No real goals for reading this year. Spectacular failure last year has cured me of that one. But I AM going to write a proper review for every book I feel merits one.

I will probably be absolutely terrible at keeping up with other people's threads, for which I apologise fulsomely NOW, but I will do my best to reply to comments you leave me on my own (though it may take me a few days).

3kidzdoc
Dic 31, 2010, 2:51 pm

I'm glad that you decided to join us in 2011, Rachael.

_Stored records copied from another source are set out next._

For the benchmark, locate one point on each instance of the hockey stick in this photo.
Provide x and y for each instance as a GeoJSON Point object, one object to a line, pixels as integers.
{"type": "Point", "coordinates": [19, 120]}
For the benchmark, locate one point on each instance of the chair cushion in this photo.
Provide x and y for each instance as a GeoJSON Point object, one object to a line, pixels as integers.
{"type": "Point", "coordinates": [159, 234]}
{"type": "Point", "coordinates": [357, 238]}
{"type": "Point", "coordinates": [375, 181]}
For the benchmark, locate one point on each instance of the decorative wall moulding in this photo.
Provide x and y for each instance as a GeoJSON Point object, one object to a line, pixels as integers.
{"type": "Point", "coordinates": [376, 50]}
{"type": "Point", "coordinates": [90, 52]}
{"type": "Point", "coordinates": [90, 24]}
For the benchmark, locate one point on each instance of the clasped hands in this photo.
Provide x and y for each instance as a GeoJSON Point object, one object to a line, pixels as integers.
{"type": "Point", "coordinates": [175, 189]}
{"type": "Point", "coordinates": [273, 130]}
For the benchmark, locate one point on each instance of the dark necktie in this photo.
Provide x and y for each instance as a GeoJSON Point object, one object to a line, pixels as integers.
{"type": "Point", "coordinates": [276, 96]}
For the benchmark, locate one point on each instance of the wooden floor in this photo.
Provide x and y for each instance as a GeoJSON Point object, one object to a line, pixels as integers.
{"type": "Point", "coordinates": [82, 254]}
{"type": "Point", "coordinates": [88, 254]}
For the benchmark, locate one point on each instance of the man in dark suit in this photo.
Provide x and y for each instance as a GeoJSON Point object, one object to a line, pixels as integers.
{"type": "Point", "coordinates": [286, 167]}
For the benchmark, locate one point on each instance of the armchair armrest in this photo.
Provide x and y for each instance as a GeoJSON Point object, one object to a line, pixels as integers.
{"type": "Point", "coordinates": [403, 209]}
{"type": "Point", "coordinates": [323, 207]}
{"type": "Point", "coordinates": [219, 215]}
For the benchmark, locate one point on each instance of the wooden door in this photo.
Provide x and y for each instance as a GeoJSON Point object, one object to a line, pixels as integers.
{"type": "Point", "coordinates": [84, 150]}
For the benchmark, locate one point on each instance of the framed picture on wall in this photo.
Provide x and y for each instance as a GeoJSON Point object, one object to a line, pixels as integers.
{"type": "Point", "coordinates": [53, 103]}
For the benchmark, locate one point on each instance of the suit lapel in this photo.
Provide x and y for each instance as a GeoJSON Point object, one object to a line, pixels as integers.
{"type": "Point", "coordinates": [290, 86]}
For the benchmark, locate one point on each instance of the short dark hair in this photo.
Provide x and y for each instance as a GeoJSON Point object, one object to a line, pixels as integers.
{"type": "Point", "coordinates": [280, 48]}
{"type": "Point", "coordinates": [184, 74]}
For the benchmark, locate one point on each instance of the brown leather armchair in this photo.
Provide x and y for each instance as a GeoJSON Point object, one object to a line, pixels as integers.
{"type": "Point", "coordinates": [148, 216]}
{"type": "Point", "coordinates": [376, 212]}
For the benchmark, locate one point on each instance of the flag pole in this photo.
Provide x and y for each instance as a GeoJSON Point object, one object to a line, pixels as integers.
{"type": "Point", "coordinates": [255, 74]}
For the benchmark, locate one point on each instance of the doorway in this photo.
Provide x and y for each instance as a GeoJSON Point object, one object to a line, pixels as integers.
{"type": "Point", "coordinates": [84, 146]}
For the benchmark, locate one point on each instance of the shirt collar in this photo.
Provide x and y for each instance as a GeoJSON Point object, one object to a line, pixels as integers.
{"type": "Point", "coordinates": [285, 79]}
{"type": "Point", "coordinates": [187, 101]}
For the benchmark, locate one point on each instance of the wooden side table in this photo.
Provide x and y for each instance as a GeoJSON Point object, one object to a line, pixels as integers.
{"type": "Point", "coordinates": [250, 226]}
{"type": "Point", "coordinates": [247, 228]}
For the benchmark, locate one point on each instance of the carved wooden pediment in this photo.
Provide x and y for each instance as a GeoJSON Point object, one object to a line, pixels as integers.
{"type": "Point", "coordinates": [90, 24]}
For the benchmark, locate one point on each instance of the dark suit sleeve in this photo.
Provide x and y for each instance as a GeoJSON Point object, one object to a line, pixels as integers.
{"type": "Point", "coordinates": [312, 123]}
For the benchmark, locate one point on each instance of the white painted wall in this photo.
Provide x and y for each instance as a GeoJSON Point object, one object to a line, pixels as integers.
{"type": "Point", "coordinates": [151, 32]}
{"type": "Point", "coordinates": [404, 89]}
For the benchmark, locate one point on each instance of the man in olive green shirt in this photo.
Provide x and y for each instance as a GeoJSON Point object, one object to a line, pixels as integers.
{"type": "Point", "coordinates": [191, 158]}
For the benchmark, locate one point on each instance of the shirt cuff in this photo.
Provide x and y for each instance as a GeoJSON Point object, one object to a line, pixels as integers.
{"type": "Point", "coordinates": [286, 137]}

Happy New Year to you and your family!

4avatiakh
Dic 31, 2010, 4:47 pm

Happy New Year Rachael. It does get rather busy in here, few of us are able to keep up. I always enjoy seeing what you've been reading. What has your son moved onto now that the Cherub series is finished?

5Milda-TX
Dic 31, 2010, 10:25 pm

All we can do is try! Happy 2011!

6drneutron
Dic 31, 2010, 10:26 pm

Welcome back!

7alcottacre
Gen 1, 2011, 12:20 am

Glad to see you back in 2011, Rachael!

8FlossieT
Gen 1, 2011, 10:01 am

Nice welcome, people - thank you. I don't expect to be much more participative than I was last year, but I feel nicely warm-fuzzy now *hugs you all*.

>4 avatiakh: Kerry, he's re-reading (and re-reading and re-reading) CHERUB, and occasionally venturing out into something off the Booktrust list of books for teen boys (one of which he got a copy of through school thanks to Booktrust's now-under-threat book-gifting programme). I despair. We're reading Sarah Prineas's Magic Thief together as our 'bedtime book', but like many books that we've read together in the last year or 2, it's taken well over half the book to really get going/become exciting. Ho hum. I'm going to try to read with him more regularly this year and see if we can get through a few more of the books on his shelves that he's barely touched... he's hopefully participating in the Guardian's new website section for young readers, so he needs to pull his socks up a bit!!

9richardderus
Gen 1, 2011, 12:06 pm

Oh, those proper reviews...oh oh oh, the headaches they cause. Still and all, Rachael, it makes me happy to see you've come back. I've hoped you would, despite 2010's surprises that kept it from being the goal year you wanted.

2011! Onward!

10Cait86
Gen 1, 2011, 3:15 pm

Yay! Glad to see you back!

11avatiakh
Gen 1, 2011, 4:39 pm

I really enjoyed the Cherub series, and think it's a great action series for teen boys (and girls). He might like The Borribles, it's quite subversive with lots of action and set in London. The other YA I read lately and enjoyed was The Hunchback Assignments which won the Canadian children's literature prize. My son has finally left the clutches of Darren Shan and ventured to other books, well Harry Potter rereads.
With all the budget cuts, the reading programmes and libraries are really threatened in some parts of England, it is fairly dismal to hear about.

12souloftherose
Gen 1, 2011, 5:06 pm

Welcome back Rachael!

#2 It's ok because we all fail miserably to keep up with the group (apart from Stasia who is superhuman).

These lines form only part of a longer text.